Model Overview
electrocampbell/nebula-8lang-7b is a 7.6 billion parameter model, fine-tuned from Qwen/Qwen2.5-7B, specifically designed for code translation. Its primary function is to translate code written in Nebula, a universal code intermediate language, into eight distinct target programming languages. Nebula is noted for its token efficiency, compressing code an average of 16% smaller than source code while maintaining round-trip fidelity.
Key Capabilities
- Multi-language Code Translation: Translates Nebula into Python, JavaScript, TypeScript, Go, Swift, Kotlin, Rust, and C.
- High Translation Accuracy: Achieves a Pass@1 score of 67.7% on HumanEval for Nebula to Python translation, improving to 88.4% with error correction. It also scores 55.4% on MBPP for Nebula to Python.

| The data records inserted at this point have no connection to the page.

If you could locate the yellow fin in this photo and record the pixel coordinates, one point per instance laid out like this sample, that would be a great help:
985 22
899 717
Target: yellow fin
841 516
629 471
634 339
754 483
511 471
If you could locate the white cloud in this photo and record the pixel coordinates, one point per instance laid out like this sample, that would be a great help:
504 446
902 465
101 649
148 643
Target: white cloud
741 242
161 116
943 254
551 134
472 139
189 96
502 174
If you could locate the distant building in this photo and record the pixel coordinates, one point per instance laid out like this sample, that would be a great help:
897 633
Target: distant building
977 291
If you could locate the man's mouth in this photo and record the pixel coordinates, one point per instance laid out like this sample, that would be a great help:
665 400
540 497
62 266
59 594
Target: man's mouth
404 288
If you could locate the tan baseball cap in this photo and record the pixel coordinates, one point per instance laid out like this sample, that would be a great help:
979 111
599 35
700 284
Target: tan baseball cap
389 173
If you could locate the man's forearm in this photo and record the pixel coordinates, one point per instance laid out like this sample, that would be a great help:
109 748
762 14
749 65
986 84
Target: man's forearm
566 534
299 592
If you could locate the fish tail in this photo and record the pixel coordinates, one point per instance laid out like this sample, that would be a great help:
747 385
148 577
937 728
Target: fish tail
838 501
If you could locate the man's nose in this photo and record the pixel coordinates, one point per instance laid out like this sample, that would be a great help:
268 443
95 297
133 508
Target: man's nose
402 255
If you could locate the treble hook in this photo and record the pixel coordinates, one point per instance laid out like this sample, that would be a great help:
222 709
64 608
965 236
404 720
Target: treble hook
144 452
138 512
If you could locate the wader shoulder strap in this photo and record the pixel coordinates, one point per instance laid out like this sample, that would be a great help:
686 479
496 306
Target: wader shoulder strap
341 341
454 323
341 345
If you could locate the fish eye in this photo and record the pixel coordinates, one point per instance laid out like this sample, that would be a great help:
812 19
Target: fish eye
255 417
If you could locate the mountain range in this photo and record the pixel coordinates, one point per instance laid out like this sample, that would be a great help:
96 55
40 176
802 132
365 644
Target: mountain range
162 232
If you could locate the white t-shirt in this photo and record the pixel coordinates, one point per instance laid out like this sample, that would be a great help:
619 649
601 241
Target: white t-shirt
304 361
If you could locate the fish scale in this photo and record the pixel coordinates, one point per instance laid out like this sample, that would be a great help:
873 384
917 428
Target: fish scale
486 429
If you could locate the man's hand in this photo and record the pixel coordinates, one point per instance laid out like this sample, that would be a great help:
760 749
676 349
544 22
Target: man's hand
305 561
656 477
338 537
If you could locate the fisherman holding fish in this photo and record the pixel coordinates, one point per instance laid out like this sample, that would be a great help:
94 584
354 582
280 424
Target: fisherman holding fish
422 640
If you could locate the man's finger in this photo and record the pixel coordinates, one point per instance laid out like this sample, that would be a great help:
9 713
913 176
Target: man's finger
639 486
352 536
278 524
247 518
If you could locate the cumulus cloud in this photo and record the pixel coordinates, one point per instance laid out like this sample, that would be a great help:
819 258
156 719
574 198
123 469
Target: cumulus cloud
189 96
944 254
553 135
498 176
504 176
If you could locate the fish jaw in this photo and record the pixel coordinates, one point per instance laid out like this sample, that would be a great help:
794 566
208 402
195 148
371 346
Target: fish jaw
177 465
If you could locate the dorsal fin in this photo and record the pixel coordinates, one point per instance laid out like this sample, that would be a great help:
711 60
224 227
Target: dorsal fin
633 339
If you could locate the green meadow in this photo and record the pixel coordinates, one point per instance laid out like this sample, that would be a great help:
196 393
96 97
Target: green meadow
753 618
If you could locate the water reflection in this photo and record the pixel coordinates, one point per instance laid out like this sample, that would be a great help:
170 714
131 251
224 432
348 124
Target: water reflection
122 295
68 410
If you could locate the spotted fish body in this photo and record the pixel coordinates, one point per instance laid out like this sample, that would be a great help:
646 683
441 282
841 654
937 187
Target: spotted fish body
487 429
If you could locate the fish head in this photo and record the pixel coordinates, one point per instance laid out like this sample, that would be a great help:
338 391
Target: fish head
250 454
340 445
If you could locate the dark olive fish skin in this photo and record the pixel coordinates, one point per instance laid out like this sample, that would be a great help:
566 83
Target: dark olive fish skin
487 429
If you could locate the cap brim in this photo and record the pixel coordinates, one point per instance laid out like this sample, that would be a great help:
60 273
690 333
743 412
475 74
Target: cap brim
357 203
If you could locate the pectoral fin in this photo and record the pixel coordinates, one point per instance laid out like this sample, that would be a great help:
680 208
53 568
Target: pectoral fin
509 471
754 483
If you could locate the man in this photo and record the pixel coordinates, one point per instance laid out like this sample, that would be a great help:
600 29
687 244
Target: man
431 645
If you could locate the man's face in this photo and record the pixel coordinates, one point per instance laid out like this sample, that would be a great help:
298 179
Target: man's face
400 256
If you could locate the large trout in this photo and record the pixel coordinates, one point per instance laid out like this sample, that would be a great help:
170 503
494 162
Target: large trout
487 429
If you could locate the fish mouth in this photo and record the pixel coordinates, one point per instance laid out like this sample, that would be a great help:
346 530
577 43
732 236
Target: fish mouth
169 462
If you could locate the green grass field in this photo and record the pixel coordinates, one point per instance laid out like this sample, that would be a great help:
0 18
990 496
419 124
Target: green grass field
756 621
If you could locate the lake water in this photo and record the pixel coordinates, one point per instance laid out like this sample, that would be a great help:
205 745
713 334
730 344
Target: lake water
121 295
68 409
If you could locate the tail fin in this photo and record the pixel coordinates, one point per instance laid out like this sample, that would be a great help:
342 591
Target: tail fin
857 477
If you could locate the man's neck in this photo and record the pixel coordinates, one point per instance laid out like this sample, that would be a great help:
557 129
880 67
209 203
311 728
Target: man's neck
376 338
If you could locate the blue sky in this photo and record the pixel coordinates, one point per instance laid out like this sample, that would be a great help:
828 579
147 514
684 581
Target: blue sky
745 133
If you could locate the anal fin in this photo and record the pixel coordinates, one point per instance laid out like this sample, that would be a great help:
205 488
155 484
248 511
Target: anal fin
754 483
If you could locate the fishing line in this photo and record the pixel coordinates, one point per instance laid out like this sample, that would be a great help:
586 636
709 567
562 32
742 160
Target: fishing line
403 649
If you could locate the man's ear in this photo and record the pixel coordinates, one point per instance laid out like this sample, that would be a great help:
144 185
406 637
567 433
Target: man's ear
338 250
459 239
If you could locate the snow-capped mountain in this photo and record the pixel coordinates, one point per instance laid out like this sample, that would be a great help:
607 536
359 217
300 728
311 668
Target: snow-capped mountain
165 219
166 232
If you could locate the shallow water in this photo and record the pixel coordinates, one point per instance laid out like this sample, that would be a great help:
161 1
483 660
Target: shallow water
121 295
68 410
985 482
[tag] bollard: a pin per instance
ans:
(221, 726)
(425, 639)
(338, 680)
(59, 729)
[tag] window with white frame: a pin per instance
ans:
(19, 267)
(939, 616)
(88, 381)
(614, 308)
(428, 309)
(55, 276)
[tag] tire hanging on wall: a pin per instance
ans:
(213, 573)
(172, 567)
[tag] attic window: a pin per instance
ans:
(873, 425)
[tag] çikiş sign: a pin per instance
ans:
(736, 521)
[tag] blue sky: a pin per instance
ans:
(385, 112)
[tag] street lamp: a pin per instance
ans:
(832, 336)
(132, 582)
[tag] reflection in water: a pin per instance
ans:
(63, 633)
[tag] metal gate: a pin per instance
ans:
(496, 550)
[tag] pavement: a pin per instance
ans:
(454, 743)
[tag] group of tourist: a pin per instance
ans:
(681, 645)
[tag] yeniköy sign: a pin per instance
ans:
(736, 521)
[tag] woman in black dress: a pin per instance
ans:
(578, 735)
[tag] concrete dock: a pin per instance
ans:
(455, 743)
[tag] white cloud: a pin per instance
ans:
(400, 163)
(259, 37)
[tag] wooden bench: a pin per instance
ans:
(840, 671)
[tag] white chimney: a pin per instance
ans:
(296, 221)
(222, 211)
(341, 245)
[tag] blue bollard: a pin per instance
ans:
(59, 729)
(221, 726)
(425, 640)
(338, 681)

- Optimized for Intermediate Language: Leverages Nebula's token-efficient canonical form for robust and accurate code generation across multiple paradigms.
When to Use This Model
This model is ideal for developers and systems requiring automated, high-quality code translation from a standardized intermediate representation. It is particularly useful for:
- Cross-language Development: Facilitating code migration or interoperability between the supported languages.
- Code Generation Pipelines: Integrating into systems that use Nebula as an intermediate step for generating idiomatic code in various target languages.
- Research in Code Translation: As a strong baseline or component for projects focused on universal code representation and translation.